Choice C) "That's transitional stool." is incorrect because this is not a true or complete response for a first-time father who is changing the diaper of his 1-day-old daughter. This response does not identify what the black, sticky stuff in the diaper is, which is meconium. Transitional stool is a type of stool that appears after meconium and before regular stools. It usually occurs between the second and fifth day after birth, and then changes to yellow or brown stools. Transitional stool has a greenish-brown color and a loose, seedy consistency. It may have some odor or bacteria. It indicates that the baby's digestive system is maturing and adapting to breast milk or formula. Therefore, this response confuses and misleads the father about his baby's condition.
Choice D) "That means your baby is bleeding internally." is incorrect because this is not a valid or appropriate response for a first-time father who is changing the diaper of his 1-day-old daughter.

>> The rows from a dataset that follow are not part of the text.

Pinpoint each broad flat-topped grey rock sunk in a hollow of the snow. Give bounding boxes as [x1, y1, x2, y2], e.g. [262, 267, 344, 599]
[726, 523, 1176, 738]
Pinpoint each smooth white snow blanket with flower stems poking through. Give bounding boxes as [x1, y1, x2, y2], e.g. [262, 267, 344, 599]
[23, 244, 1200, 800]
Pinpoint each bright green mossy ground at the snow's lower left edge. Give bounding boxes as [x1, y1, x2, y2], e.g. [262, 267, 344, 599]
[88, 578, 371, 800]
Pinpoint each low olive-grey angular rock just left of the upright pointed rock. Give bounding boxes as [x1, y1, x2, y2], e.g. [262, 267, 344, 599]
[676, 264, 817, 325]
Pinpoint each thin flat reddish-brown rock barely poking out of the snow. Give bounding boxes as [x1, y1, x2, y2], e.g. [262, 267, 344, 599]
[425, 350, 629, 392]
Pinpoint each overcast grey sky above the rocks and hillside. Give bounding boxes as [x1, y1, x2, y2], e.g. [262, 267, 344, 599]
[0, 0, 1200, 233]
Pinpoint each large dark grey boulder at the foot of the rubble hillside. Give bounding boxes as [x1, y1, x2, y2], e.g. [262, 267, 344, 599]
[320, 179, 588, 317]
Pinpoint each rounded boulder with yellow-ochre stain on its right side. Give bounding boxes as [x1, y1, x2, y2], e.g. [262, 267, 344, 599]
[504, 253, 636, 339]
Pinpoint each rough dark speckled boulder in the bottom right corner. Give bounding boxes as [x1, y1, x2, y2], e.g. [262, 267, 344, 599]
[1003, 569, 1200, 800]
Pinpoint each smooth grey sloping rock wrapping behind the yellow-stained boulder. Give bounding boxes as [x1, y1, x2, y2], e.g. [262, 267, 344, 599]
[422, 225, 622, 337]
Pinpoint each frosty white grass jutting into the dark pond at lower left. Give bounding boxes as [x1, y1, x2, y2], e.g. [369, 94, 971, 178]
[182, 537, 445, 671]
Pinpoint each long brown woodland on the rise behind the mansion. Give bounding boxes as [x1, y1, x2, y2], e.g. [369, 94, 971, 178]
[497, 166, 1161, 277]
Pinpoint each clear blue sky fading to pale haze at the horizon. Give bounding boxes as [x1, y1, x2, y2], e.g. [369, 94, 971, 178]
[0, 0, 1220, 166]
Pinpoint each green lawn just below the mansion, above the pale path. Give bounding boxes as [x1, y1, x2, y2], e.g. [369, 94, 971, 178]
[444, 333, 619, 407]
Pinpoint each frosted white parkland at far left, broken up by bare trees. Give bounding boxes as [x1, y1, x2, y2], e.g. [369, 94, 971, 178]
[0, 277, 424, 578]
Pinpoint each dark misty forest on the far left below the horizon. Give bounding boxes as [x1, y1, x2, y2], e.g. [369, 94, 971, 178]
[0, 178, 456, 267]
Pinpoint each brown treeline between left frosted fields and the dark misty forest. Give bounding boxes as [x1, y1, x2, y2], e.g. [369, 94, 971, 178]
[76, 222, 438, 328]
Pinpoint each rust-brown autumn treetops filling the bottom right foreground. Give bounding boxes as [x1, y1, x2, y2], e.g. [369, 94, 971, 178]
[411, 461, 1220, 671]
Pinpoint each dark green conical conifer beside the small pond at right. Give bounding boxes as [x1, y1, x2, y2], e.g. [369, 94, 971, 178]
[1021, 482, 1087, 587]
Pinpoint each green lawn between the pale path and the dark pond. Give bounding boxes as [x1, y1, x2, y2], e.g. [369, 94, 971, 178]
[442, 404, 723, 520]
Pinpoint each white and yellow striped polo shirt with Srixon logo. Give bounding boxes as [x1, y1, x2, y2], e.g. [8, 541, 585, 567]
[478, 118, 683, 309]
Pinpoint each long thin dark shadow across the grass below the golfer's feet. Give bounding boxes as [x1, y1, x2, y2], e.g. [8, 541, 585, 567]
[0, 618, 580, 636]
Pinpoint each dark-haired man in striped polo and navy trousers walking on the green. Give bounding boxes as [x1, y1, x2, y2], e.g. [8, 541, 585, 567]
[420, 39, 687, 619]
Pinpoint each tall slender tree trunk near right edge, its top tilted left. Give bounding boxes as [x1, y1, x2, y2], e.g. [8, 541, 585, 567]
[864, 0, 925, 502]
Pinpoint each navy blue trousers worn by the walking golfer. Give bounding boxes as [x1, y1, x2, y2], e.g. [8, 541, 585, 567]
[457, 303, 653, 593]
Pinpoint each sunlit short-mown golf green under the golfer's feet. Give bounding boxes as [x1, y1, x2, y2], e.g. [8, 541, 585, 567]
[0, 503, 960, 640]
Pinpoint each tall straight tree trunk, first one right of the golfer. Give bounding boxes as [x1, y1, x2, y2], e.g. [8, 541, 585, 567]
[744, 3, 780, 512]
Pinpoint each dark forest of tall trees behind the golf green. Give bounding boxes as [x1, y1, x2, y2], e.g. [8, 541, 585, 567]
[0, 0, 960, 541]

This response does not describe what the black, sticky stuff in the diaper is, which is meconium. Bleeding internally means that blood vessels are damaged or ruptured inside the body, causing blood loss and shock. This can be caused by various factors such as trauma, infection, clotting disorder, or medication. Bleeding internally can manifest as blood in the stool, urine, vomit, or saliva. However, it does not cause black, sticky stools like meconium. Moreover, this response scares and alarms the father without any evidence or reason. Therefore, this response is false and unethical.